NAUTILUS: A Large Multimodal Model for Underwater Scene Understanding

TL;DR

Nautilus addresses underwater scene understanding by integrating physics-informed Vision Feature Enhancement (VFE) into established large multimodal bases, enabling eight tasks across image-, region-, and object-level perception. The authors create NautData, a large underwater instruction-following dataset (≈158K images, ≈1.45M QA pairs) to support multi-task tuning and evaluation, and they demonstrate that VFE improves robustness to underwater degradation via depth-aware restoration and backscatter suppression. By fusing original and enhanced vision features into LLM reasoning, Nautilus achieves superior performance across coarse/fine classification, counting, grounding, detection, VQA, and captioning on NautData and MarineInst, including under degraded conditions.

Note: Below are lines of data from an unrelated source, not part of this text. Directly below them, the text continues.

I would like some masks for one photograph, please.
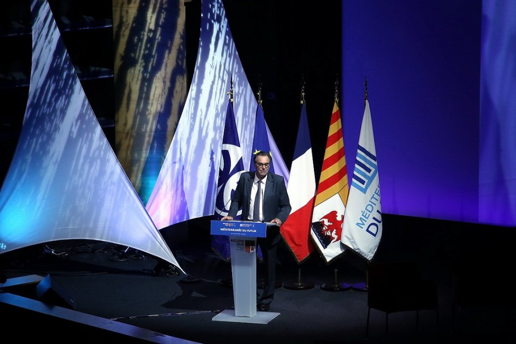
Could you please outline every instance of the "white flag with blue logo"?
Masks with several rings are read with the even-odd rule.
[[[366,101],[341,242],[370,260],[381,237],[378,167],[371,111]]]

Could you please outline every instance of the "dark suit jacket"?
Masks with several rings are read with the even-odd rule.
[[[251,188],[254,181],[253,172],[244,172],[240,175],[240,179],[236,185],[236,189],[231,199],[228,215],[234,218],[242,208],[243,220],[247,220],[249,214],[249,202],[251,200]],[[290,215],[291,205],[287,188],[285,186],[283,177],[279,174],[269,172],[267,175],[267,184],[263,195],[264,220],[268,222],[273,219],[278,218],[282,223],[286,221]]]

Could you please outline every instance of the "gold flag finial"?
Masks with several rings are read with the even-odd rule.
[[[365,106],[365,101],[367,100],[367,76],[365,76],[364,80],[364,106]]]
[[[262,80],[258,75],[258,104],[262,105]]]
[[[230,86],[229,89],[229,92],[228,92],[228,94],[229,95],[230,100],[231,103],[233,103],[233,73],[231,73],[231,80],[230,81]]]
[[[335,102],[338,103],[338,75],[335,77]]]

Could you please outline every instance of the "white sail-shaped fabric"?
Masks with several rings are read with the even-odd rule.
[[[30,85],[0,191],[0,253],[92,239],[133,248],[181,269],[104,136],[48,3],[33,0],[31,10]]]
[[[201,16],[192,83],[146,206],[159,228],[214,214],[232,76],[242,153],[248,156],[252,151],[257,102],[237,53],[221,0],[203,0]],[[271,138],[269,135],[276,173],[287,181],[288,170]],[[249,159],[244,160],[244,168],[249,170]]]

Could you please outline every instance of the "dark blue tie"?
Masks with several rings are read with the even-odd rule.
[[[260,221],[260,199],[262,195],[261,187],[262,181],[258,181],[258,188],[256,190],[256,194],[254,196],[254,206],[253,208],[253,221]]]

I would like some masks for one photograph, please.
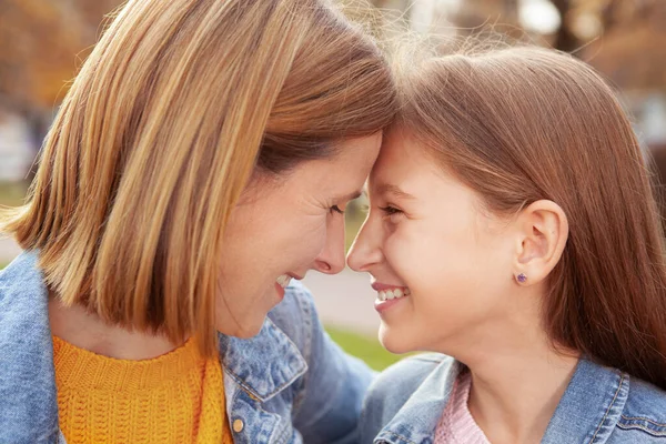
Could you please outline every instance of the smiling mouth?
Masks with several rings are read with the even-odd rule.
[[[395,289],[391,289],[391,290],[381,290],[377,292],[377,301],[380,301],[380,302],[391,301],[394,299],[401,299],[401,297],[408,296],[410,294],[412,294],[412,292],[406,286],[395,287]]]

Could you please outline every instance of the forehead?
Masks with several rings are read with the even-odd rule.
[[[376,191],[386,184],[400,183],[403,189],[417,185],[424,179],[440,175],[438,170],[432,157],[408,132],[393,130],[384,137],[369,188]]]

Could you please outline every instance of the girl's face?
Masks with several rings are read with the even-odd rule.
[[[478,345],[515,309],[512,224],[484,211],[400,130],[385,137],[369,198],[347,261],[372,276],[383,345],[394,353]]]
[[[248,188],[224,232],[216,327],[240,337],[260,332],[291,279],[344,268],[344,211],[375,162],[382,134],[353,139],[329,159],[296,165]]]

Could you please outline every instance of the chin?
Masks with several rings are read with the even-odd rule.
[[[395,330],[387,327],[384,323],[380,326],[380,342],[389,352],[403,354],[416,351],[408,337]]]

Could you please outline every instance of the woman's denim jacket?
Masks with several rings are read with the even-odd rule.
[[[65,442],[37,259],[23,253],[0,272],[0,443]],[[229,421],[243,424],[233,432],[236,444],[357,442],[373,374],[330,340],[300,283],[287,287],[255,337],[220,335],[220,355]]]
[[[424,354],[386,370],[364,402],[361,443],[432,443],[462,369],[448,356]],[[542,443],[666,444],[666,393],[581,360]]]

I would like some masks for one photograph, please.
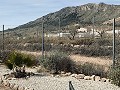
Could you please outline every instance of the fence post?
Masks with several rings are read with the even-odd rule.
[[[69,90],[75,90],[72,83],[71,83],[71,81],[69,81]]]
[[[44,60],[44,21],[42,20],[42,59]]]
[[[113,19],[113,67],[115,66],[115,18]]]
[[[4,51],[4,25],[3,25],[3,51]]]

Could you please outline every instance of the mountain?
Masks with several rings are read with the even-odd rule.
[[[78,23],[81,26],[92,25],[93,17],[95,24],[111,24],[106,23],[113,18],[120,17],[120,5],[108,5],[105,3],[88,3],[81,6],[65,7],[59,11],[47,14],[34,21],[28,22],[24,25],[20,25],[16,29],[35,29],[40,28],[42,21],[44,20],[44,27],[46,30],[58,30],[59,20],[61,28],[67,25]],[[118,26],[120,23],[118,24]]]

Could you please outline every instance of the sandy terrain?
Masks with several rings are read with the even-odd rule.
[[[41,52],[29,52],[29,51],[21,51],[22,53],[26,54],[32,54],[35,56],[40,56],[42,55]],[[70,58],[73,59],[76,62],[90,62],[94,64],[99,64],[103,66],[110,66],[112,64],[112,60],[110,59],[104,59],[104,58],[99,58],[99,57],[86,57],[86,56],[80,56],[80,55],[70,55]]]

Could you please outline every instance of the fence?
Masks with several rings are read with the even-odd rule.
[[[103,67],[109,67],[112,64],[113,56],[113,31],[112,26],[105,25],[95,25],[94,29],[92,26],[86,27],[74,27],[67,26],[65,28],[60,28],[58,31],[46,30],[46,28],[41,28],[43,26],[36,26],[33,28],[26,29],[16,29],[16,30],[5,30],[4,33],[0,32],[0,50],[1,57],[3,61],[7,58],[9,51],[27,51],[27,53],[32,52],[42,52],[46,56],[47,52],[58,50],[68,53],[73,57],[77,55],[80,59],[90,59],[91,57],[104,58],[102,63],[94,61],[95,58],[90,60],[81,60],[85,62],[95,62],[102,65]],[[3,27],[0,27],[1,30]],[[120,37],[119,37],[119,27],[115,30],[115,65],[119,63],[120,59]],[[44,30],[44,32],[42,32]],[[44,36],[43,36],[44,34]],[[37,56],[37,54],[36,54]],[[39,56],[38,56],[39,57]],[[36,59],[38,59],[38,57]],[[86,58],[85,58],[86,57]],[[78,61],[80,59],[78,58]],[[105,61],[105,59],[109,61]],[[93,59],[93,60],[92,60]],[[98,58],[99,59],[99,58]],[[100,60],[98,60],[100,61]],[[100,61],[101,62],[101,61]],[[107,63],[109,62],[109,63]],[[93,68],[94,64],[84,64],[85,69],[80,72],[89,75],[96,74],[103,76],[102,71],[97,71]],[[90,70],[93,69],[93,72]],[[70,84],[71,85],[71,84]],[[71,87],[71,86],[70,86]],[[70,89],[74,90],[74,89]]]

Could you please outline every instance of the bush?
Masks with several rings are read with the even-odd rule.
[[[54,73],[72,72],[74,62],[65,53],[54,51],[44,58],[42,65],[50,71],[53,70]]]
[[[4,51],[0,51],[0,60],[2,60],[2,62],[5,62],[5,60],[8,59],[9,54],[11,53],[10,50],[4,50]]]
[[[111,67],[109,69],[108,78],[112,80],[112,83],[120,86],[120,66]]]
[[[19,52],[12,52],[10,53],[8,60],[5,62],[5,65],[9,69],[13,69],[13,66],[22,67],[26,65],[28,67],[33,66],[35,61],[31,59],[29,55],[25,55]]]
[[[79,67],[79,73],[83,73],[85,75],[97,75],[101,77],[106,77],[106,72],[104,70],[104,67],[101,65],[93,64],[93,63],[84,63],[78,65]]]

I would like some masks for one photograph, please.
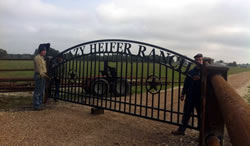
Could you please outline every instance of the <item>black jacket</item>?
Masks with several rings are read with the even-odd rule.
[[[186,99],[196,100],[201,97],[201,80],[193,80],[197,75],[200,77],[200,69],[194,67],[185,78],[182,95],[186,95]]]

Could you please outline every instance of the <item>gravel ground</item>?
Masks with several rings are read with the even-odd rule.
[[[229,77],[239,89],[250,81],[250,72]],[[243,92],[243,91],[242,91]],[[244,93],[242,93],[244,94]],[[157,121],[105,111],[91,115],[90,107],[49,101],[46,110],[0,111],[0,145],[197,145],[199,133],[173,136],[177,127]],[[230,145],[225,137],[225,145]]]

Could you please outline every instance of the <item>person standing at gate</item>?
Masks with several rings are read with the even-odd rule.
[[[42,110],[41,104],[43,102],[43,95],[45,91],[46,79],[49,79],[47,75],[46,62],[44,56],[47,50],[50,48],[50,44],[40,44],[38,47],[38,55],[34,58],[34,80],[35,90],[33,94],[33,106],[34,110]]]
[[[188,125],[191,113],[196,109],[198,115],[198,127],[200,125],[200,102],[201,102],[201,80],[200,80],[200,64],[203,64],[202,54],[194,56],[195,61],[198,63],[196,67],[188,72],[184,81],[182,89],[181,100],[184,100],[184,115],[182,117],[182,125],[176,131],[172,131],[173,135],[185,135],[186,127]]]

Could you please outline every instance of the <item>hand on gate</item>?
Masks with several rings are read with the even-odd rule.
[[[181,101],[183,101],[184,100],[184,95],[181,95]]]

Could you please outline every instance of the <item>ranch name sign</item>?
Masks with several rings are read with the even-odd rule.
[[[193,64],[193,61],[189,60],[185,56],[173,53],[170,50],[158,46],[138,42],[90,42],[70,48],[69,51],[66,50],[63,53],[71,54],[70,57],[65,57],[67,60],[71,60],[77,56],[91,54],[100,54],[101,56],[105,53],[137,56],[140,58],[146,58],[155,63],[160,63],[161,65],[166,65],[176,71],[180,71],[183,74],[187,74]]]

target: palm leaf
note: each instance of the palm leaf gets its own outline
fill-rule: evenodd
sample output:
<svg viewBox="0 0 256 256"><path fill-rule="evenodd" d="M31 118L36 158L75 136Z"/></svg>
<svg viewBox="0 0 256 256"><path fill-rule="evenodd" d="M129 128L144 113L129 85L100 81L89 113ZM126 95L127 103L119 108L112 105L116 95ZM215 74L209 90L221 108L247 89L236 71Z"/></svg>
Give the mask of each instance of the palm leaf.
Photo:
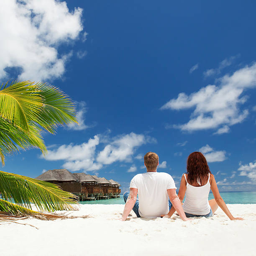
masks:
<svg viewBox="0 0 256 256"><path fill-rule="evenodd" d="M29 132L26 132L0 118L0 157L3 164L5 155L19 151L18 146L24 150L40 148L44 154L47 152L42 136L36 127L31 126Z"/></svg>
<svg viewBox="0 0 256 256"><path fill-rule="evenodd" d="M31 203L41 211L76 210L77 197L49 182L0 171L0 191L3 198L31 210Z"/></svg>
<svg viewBox="0 0 256 256"><path fill-rule="evenodd" d="M42 111L34 121L51 133L56 128L71 123L77 123L74 104L59 88L45 84L37 84L44 99Z"/></svg>
<svg viewBox="0 0 256 256"><path fill-rule="evenodd" d="M67 214L40 212L17 205L10 202L0 199L0 222L13 222L17 218L24 219L30 217L44 220L49 220L58 219L87 218L89 215L69 216Z"/></svg>
<svg viewBox="0 0 256 256"><path fill-rule="evenodd" d="M30 121L36 118L43 104L38 87L30 81L7 85L0 91L0 116L28 131Z"/></svg>

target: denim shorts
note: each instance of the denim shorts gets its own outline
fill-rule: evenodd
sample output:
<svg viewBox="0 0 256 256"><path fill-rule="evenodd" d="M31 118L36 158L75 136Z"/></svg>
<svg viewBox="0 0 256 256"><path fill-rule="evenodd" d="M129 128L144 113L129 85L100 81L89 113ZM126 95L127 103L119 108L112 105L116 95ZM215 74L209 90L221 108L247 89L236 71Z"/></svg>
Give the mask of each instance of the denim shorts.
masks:
<svg viewBox="0 0 256 256"><path fill-rule="evenodd" d="M127 200L127 199L128 198L128 197L129 196L129 195L130 192L128 192L128 191L125 191L123 193L123 199L125 203L126 202L126 201ZM171 201L170 201L170 199L169 198L168 198L168 203L169 205L169 210L171 210L171 208L172 208L172 204L171 202ZM133 212L134 212L135 214L136 214L136 215L137 215L137 217L138 218L140 218L141 216L140 216L140 214L139 213L138 208L139 202L138 199L137 198L136 202L134 204L133 208Z"/></svg>
<svg viewBox="0 0 256 256"><path fill-rule="evenodd" d="M213 215L212 214L212 211L211 208L211 210L210 211L210 212L207 214L205 214L205 215L197 215L196 214L191 214L191 213L187 213L187 212L185 212L185 214L186 215L186 217L187 218L189 218L190 217L205 217L206 218L209 218L213 216Z"/></svg>

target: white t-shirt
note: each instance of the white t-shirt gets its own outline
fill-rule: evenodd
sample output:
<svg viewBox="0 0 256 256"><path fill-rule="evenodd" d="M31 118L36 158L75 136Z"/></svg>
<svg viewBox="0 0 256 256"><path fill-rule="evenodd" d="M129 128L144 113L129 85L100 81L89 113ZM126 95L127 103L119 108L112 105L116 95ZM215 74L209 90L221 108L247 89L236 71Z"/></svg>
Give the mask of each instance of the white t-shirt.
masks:
<svg viewBox="0 0 256 256"><path fill-rule="evenodd" d="M140 216L151 218L169 212L167 189L177 188L170 174L156 172L135 175L130 187L138 189Z"/></svg>

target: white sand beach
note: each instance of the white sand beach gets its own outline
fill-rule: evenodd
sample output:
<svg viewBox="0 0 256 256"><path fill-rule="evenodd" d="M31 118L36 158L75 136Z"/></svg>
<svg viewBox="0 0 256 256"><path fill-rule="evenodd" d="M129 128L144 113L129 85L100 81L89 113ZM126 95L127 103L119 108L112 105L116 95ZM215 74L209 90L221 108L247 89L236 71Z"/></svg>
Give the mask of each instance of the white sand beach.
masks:
<svg viewBox="0 0 256 256"><path fill-rule="evenodd" d="M228 205L230 220L219 208L211 218L137 218L118 220L123 205L80 205L71 215L86 219L18 220L0 225L1 256L255 255L256 204Z"/></svg>

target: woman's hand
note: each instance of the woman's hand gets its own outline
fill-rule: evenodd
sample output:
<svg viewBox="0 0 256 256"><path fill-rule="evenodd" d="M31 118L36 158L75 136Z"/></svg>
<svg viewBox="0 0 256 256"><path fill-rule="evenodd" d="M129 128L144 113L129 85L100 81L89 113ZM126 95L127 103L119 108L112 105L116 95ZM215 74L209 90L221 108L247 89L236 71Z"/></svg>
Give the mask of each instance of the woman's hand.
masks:
<svg viewBox="0 0 256 256"><path fill-rule="evenodd" d="M171 217L168 214L162 214L161 218L170 218Z"/></svg>
<svg viewBox="0 0 256 256"><path fill-rule="evenodd" d="M243 218L235 218L233 217L232 219L230 219L230 220L244 220L244 219L243 219Z"/></svg>

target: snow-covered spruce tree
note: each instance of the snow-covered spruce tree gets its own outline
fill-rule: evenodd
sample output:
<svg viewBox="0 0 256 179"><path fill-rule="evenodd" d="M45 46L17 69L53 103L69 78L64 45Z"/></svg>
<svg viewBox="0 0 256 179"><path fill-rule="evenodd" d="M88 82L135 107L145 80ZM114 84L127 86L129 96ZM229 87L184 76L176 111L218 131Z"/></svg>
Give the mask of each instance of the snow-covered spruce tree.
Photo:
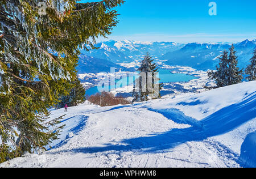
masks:
<svg viewBox="0 0 256 179"><path fill-rule="evenodd" d="M110 33L123 2L42 1L0 0L0 162L57 139L47 109L72 88L79 48Z"/></svg>
<svg viewBox="0 0 256 179"><path fill-rule="evenodd" d="M77 78L72 83L74 87L68 95L63 96L60 98L60 102L57 105L58 108L64 108L65 104L69 107L75 106L85 101L85 88L80 80Z"/></svg>
<svg viewBox="0 0 256 179"><path fill-rule="evenodd" d="M151 99L161 97L160 91L163 87L163 84L159 83L160 79L155 76L158 69L156 64L152 63L154 60L147 53L141 62L141 66L138 69L139 76L136 80L137 84L134 84L133 92L134 97L133 102L147 101L149 97ZM145 80L143 80L143 78ZM148 81L149 80L150 81ZM156 86L158 86L158 88L155 88Z"/></svg>
<svg viewBox="0 0 256 179"><path fill-rule="evenodd" d="M228 74L228 52L223 52L223 54L219 57L220 63L218 66L216 66L216 71L211 70L208 72L208 76L210 79L214 80L217 88L224 87L228 85L226 76Z"/></svg>
<svg viewBox="0 0 256 179"><path fill-rule="evenodd" d="M249 81L256 80L256 50L254 50L253 57L250 59L251 64L247 66L245 69L245 74L249 76L246 79Z"/></svg>
<svg viewBox="0 0 256 179"><path fill-rule="evenodd" d="M236 56L237 52L234 50L233 45L229 49L229 51L228 86L240 83L243 79L242 70L240 70L237 67L238 59Z"/></svg>
<svg viewBox="0 0 256 179"><path fill-rule="evenodd" d="M242 80L242 71L237 67L237 57L236 56L234 46L229 49L230 54L226 50L219 58L219 66L217 66L217 71L208 72L210 79L214 80L217 88L240 83Z"/></svg>

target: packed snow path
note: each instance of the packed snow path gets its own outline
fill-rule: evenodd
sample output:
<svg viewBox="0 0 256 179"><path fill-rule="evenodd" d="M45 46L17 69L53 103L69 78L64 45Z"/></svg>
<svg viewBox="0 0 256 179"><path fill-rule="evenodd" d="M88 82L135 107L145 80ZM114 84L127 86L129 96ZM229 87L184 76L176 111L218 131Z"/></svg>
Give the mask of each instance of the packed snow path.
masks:
<svg viewBox="0 0 256 179"><path fill-rule="evenodd" d="M255 89L253 82L129 105L70 108L53 148L0 167L255 167Z"/></svg>

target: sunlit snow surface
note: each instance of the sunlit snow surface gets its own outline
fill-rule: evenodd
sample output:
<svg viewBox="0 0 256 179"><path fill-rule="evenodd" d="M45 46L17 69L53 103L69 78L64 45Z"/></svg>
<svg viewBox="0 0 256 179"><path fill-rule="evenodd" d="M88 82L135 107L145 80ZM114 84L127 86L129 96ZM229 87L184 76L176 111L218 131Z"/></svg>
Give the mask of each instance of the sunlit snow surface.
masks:
<svg viewBox="0 0 256 179"><path fill-rule="evenodd" d="M52 149L0 167L256 167L255 89L251 82L132 105L69 108ZM53 110L51 117L64 113Z"/></svg>

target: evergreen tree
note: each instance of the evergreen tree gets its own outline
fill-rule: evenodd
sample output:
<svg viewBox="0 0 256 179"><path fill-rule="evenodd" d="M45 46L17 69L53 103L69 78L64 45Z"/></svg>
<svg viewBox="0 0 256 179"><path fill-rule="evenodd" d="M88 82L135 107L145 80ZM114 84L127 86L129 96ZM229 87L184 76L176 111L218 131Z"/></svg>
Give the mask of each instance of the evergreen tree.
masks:
<svg viewBox="0 0 256 179"><path fill-rule="evenodd" d="M48 121L47 108L72 88L79 48L110 33L111 9L123 2L41 1L0 0L0 162L57 138L59 118Z"/></svg>
<svg viewBox="0 0 256 179"><path fill-rule="evenodd" d="M148 97L151 99L161 97L160 91L163 84L158 83L160 79L156 76L158 69L156 64L152 63L154 60L147 53L138 69L140 74L135 82L137 87L134 86L133 93L133 102L147 101Z"/></svg>
<svg viewBox="0 0 256 179"><path fill-rule="evenodd" d="M85 89L81 84L81 82L77 78L72 83L74 87L71 89L68 95L60 97L60 102L57 105L58 108L63 108L66 104L69 107L75 106L85 101Z"/></svg>
<svg viewBox="0 0 256 179"><path fill-rule="evenodd" d="M208 76L215 80L217 87L220 88L228 85L226 77L228 76L228 52L226 50L223 52L220 59L219 66L216 66L217 71L211 70L208 72Z"/></svg>
<svg viewBox="0 0 256 179"><path fill-rule="evenodd" d="M219 66L216 66L217 71L208 72L210 79L214 80L217 88L240 83L242 82L242 71L237 67L237 57L236 56L234 46L229 49L230 54L226 50L219 58Z"/></svg>
<svg viewBox="0 0 256 179"><path fill-rule="evenodd" d="M234 50L232 45L229 49L229 58L228 61L228 85L236 84L242 82L243 79L242 70L237 67L238 59L236 56L237 52Z"/></svg>
<svg viewBox="0 0 256 179"><path fill-rule="evenodd" d="M249 81L256 80L256 49L254 50L253 57L250 59L251 64L245 69L245 74L249 76L246 79Z"/></svg>

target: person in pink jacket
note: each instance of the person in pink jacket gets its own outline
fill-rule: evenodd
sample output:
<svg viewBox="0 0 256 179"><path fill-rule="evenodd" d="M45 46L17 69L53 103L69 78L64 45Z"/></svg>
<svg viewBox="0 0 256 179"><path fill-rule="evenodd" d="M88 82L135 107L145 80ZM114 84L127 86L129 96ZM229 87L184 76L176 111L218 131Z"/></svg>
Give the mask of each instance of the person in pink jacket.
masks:
<svg viewBox="0 0 256 179"><path fill-rule="evenodd" d="M65 112L67 112L67 109L68 109L68 105L66 104L66 105L65 105Z"/></svg>

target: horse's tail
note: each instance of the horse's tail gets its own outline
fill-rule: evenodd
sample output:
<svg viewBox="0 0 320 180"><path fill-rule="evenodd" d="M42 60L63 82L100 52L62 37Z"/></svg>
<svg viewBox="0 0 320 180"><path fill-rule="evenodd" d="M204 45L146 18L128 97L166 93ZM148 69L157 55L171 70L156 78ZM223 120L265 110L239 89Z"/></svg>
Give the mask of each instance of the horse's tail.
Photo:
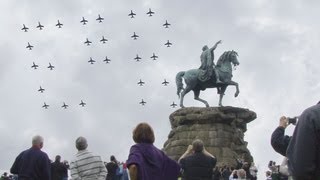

This work advances practical underwater exploration by providing a scalable, multi-granular vision-language framework and a substantial benchmark for future domain-specific LMMs.

Abstract

Underwater exploration offers critical insights into our planet and attracts increasing attention for its broader applications in resource exploration, national security, etc. We study the underwater scene understanding methods, which aim to achieve automated underwater exploration. The underwater scene understanding task demands multi-task perceptions from multiple granularities. However, the absence of large-scale underwater multi-task instruction-tuning datasets hinders the progress of this research. To bridge this gap, we construct NautData, a dataset containing 1.45 M image-text pairs supporting eight underwater scene understanding tasks. It enables the development and thorough evaluation of the underwater scene understanding models. Underwater image degradation is a widely recognized challenge that interferes with underwater tasks. To improve the robustness of underwater scene understanding, we introduce physical priors derived from underwater imaging models and propose a plug-and-play vision feature enhancement (VFE) module, which explicitly restores clear underwater information. We integrate this module into renowned baselines LLaVA-1.5 and Qwen2.5-VL and build our underwater LMM, NAUTILUS. Experiments conducted on the NautData and public underwater datasets demonstrate the effectiveness of the VFE module, consistently improving the performance of both baselines on the majority of supported tasks, thus ensuring the superiority of NAUTILUS in the underwater scene understanding area. Data and models are available at https://github.com/H-EmbodVis/NAUTILUS.

Figures (13)

• Figure 1: The underwater environment presents a visually rich and dynamically evolving landscape. Nautilus addresses eight diverse underwater tasks, encompassing coarse-grained classification, fine-grained classification, counting, visual question answering (VQA), detection, grounding, region caption, and image caption, enabling comprehensive understandings across multiple granularities.
• Figure 2: Illustration of the data construction framework. Eight tasks are involved, and the data generation process is tailored to each task. Rule-based generation utilizes predefined templates to generate question-answer pairs. Integration generation integrates question-answer pairs using both templates and outputs from LMMs. Free-form generation enables LMMs to construct questions and answers based on the content they focus on.
• Figure 3: The framework of Nautilus. Inspired by underwater physical priors zhou2023underwaterakkaynak2018revisednathan2024osmosis, we sample dark pixels to quantify the responses of underwater degradation. The vision feature enhancement (VFE) module improves underwater LMMs with depth information as auxiliary information. Outputs of the image encoder and the VFE module are fed into an LLM to facilitate multimodal processing.
• Figure 4: The structure of the vision feature enhancement (VFE) module. The inputs consist of the vision feature, the index of the dark pixel, and the depth feature. It outputs enhanced vision features capturing restored underwater information.
• Figure 5: Qualitative results on underwater scene understanding. Nautilus perceives image-, region-, and object-level information while addressing eight tasks. Our underwater LMM exhibits remarkable multimodal instruction-following performance, serving as a meaningful contribution to this field.